Neyse Türkiye 12 Eylül faşist darbesine giderken ben de herkes gibi kendi işimde gidiyordum. İşim örgütlenme görevini üstlendiğim sendikayı ilgili işyerlerinde örgütleyip sendikaya kazandırmak.
1970 lerde başlayan ve 12 Eylül 1980 e kadar süren ‘Abbas yolcu örneği’  yolculuğumda 1976 dan sonra görev aldığım sendika örgütlenmesinde ‘deyim yerindeyse’ Türkiyeyi hallaç pamuğu gibi attım. Burada açıklayayım kimse bana zorla görev vermedi. Çalıştığım iş yerinde sendika çalışmalarına katıldığım için işten atılınca gidip geldiğim Disk bölge temsilcisi bir gün “sen bu sendikayı örgütlemek istiyormusun?” deyince ben gönüllü “evet” dedim ve benim sendikacılığım böyle başladı ve ben aldım çantayı elime düştüm yollara. O sıralarda bütün yaşadıklarımı roman kurgusuyla yazıyorum.
Neyse diyeceğim o değil.
İlk çantayı elime alıp çıktığımda dediğim gibi gibi; aynı amaçla 25 Ağustos 1980 de elimde çantam ‘ver elini Anadolu deyip’ Ankara’ya doğru yola çıktım.
Amacın orada iş kolumuza giren iş yerlerinde çalışan işçilerle toplantılar yapıp onları sendikamıza kazandırmak. Daha önce defalarca gittiğim için işçilerle oldukça iyi ilişkiler kurmuştum.
Neyse Ankara’da yaklaşık beş altı gün kaldım 29 Ağustos günü Erzincan'a yollandım.
Erzincan'a normal Yozgat üzerinden gidilir ‘sanırım 6-7 saat.’ Ancak o sıra Yozgat civarında yolda ülkücülerin mola yerlerinde yolcuları arayıp solcu olanları dövdüğü falan sıkça gazete haberi oluyordu. Benim kimliği deşifre etmek için ‘Arif’ olmaya gerek yoktu ve göz göre göre tufaya gelmem aptallıktı. Bu tedirginlikle ben yolu uzattım Tunceli üzerinden giden Erzincan arabasından bilet aldım ve 30 Ağustos sabahı Tunceli’ye vardım. Oradan da Erzincan'a geçtim.

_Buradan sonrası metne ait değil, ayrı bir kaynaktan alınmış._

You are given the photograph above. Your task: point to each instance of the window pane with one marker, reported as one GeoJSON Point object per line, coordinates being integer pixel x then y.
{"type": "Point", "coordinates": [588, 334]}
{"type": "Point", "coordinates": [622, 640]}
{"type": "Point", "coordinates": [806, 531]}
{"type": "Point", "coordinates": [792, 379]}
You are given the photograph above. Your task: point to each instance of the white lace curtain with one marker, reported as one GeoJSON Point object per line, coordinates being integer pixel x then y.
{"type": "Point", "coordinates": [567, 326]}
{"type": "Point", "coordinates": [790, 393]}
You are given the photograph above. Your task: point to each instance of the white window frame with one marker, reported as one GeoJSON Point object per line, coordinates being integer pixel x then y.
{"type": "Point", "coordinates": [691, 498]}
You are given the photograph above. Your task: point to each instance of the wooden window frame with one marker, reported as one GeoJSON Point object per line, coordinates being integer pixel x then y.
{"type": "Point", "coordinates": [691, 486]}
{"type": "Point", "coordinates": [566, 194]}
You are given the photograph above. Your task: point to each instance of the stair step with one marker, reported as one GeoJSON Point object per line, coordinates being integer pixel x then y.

Düşüncem oradan Erzincan'a gidip oradan gelen iş yeri örgütlenme talebini değerlendirip; oradan İskenderun'a geçmek.
Çünkü İskenderun’da yetki aldığımız fabrikanın sahibi görüşmeye gelmektense işçileri sendikadan caydırma yolunu seçmişti.

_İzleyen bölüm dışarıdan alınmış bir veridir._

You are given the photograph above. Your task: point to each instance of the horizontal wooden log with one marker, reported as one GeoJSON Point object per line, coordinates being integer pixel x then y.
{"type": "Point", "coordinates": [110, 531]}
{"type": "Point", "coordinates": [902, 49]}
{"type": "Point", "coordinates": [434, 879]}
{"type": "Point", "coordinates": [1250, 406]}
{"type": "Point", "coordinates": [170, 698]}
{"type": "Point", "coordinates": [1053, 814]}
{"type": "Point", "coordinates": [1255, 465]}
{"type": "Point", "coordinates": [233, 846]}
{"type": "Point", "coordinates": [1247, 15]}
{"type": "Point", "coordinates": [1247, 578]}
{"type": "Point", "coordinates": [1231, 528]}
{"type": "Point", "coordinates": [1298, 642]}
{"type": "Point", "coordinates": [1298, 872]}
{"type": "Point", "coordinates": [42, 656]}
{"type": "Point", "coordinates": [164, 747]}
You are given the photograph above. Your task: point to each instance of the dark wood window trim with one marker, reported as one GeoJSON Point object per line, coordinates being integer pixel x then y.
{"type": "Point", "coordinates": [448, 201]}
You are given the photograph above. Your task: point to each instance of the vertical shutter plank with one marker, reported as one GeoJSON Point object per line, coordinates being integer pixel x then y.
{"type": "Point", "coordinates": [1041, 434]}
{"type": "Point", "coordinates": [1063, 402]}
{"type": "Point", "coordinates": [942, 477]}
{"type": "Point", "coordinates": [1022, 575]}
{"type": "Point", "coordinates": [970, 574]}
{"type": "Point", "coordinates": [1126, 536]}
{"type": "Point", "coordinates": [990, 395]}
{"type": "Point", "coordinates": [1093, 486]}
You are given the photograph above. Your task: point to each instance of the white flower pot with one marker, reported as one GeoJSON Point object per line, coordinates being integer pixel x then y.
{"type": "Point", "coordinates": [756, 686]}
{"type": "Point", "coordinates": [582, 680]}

Böyle durumlarda yapacak iki şey kalıyor. Ya pılıyı pırtıyı toplayıp’ o iş yerinden çekileceksin; ya da grev kararı alacaksın.
Ben başında bu sendikayı grev ve direnişlerden kaçınarak örgütleme amacındaydım. Çünkü grev-direnişte en çok yıpranan işçiler olur. Sendikalar gücü oranında yardım yapsa da yine en çok zahmeti işçi çeker.
Bizim sendika neredeyse meteliksiz çıktı bu yola.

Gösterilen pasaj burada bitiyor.